Sindacati uniti sfilano per Bari «Il Governo toglie al Sud»

BARI – Diecimila persone – secondo i sindacati – hanno sfilato per le vie del centro di Bari con palloncini colorati, striscioni e bandiere. Sono i lavoratori e i rappresentanti sindacali delle sei province pugliesi che hanno partecipato alla mobilitazione generale promossa da Cgil, Cisl e Uil 'Per il lavoro, lo sviluppo, la qualità della vita in Puglia'
Sindacati uniti sfilano per Bari «Il Governo toglie al Sud»
BARI – Diecimila persone – secondo i sindacati – hanno sfilato per le vie del centro di Bari con palloncini colorati, striscioni e bandiere. Sono i lavoratori e i rappresentanti sindacali delle sei province pugliesi che hanno partecipato alla mobilitazione generale promossa da Cgil, Cisl e Uil 'Per il lavoro, lo sviluppo, la qualità della vita in Puglia'.
Il corteo ha concluso il suo percorso in piazza Prefettura dove i segretari regionali delle tre sigle sindacali hanno richiamato l’attenzione sulla "crisi economica e le scelte del Governo" che "continuano ad aggravare la situazione dei lavoratori, dei pensionati e delle famiglie".

Dal palco Gianni Forte, segretario generale Cgil Puglia, ha ricordato che "il Governo toglie al sud 3,5 miliardi dal fondo di coesione per finanziare le assunzioni del Jobs Act che avverranno magari al nord. Si toglie ai deboli per dare a chi sta meglio. Il Governo non può ignorare il grido di allarme del sud che è scomparso dall’agenda politica del Paese".

Per Aldo Pugliese, segretario generale Uil Puglia, "mai come ora sussistono le condizioni per una svolta, per uscire dalla crisi e riprendere un percorso di crescita e sviluppo, sia economico che occupazionale.

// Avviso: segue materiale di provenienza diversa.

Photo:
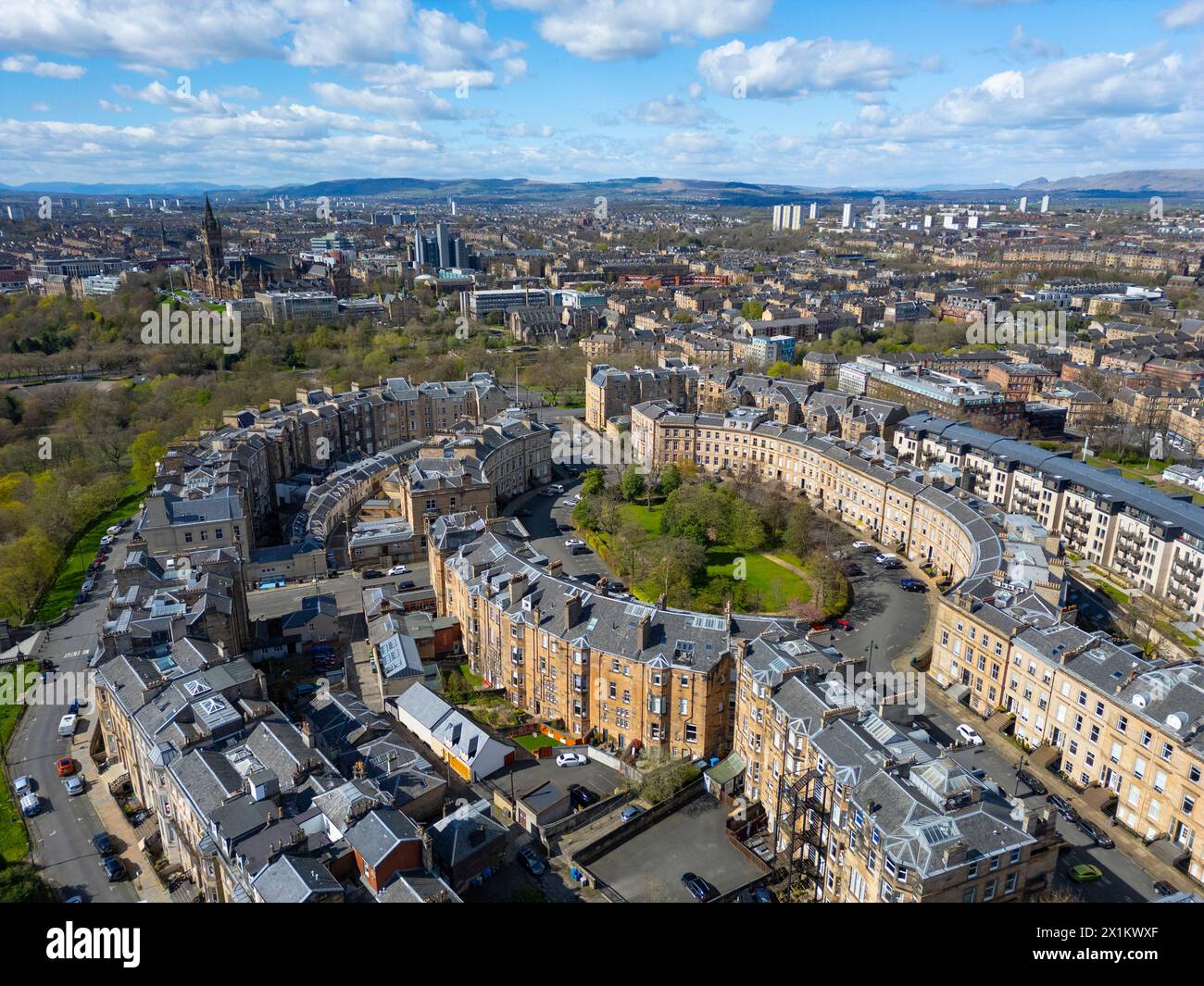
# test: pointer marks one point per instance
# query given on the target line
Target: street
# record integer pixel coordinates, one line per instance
(61, 833)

Ma affinchè ciò accada il Mezzogiorno deve tornare protagonista nell’agenda del Governo, mentre allo stato attuale la riforma del lavoro non è in grado di creare occupazione al Sud".

Il lavoro al centro anche delle parole di Giuseppe Farina, segretario confederale Cisl, il quale ha sollecitato "investimenti e crescita" e "attorno a questa centralità – ha detto – il Governo costruisca un percorso comune, con le forze sociali e con il Parlamento, trovando le risorse da investire insieme ad una politica industriale per la crescita del Paese". Non secondari, per i sindacati, i temi della scuola, della legalità e imparzialità nell’assegnazione degli appalti, e della salute.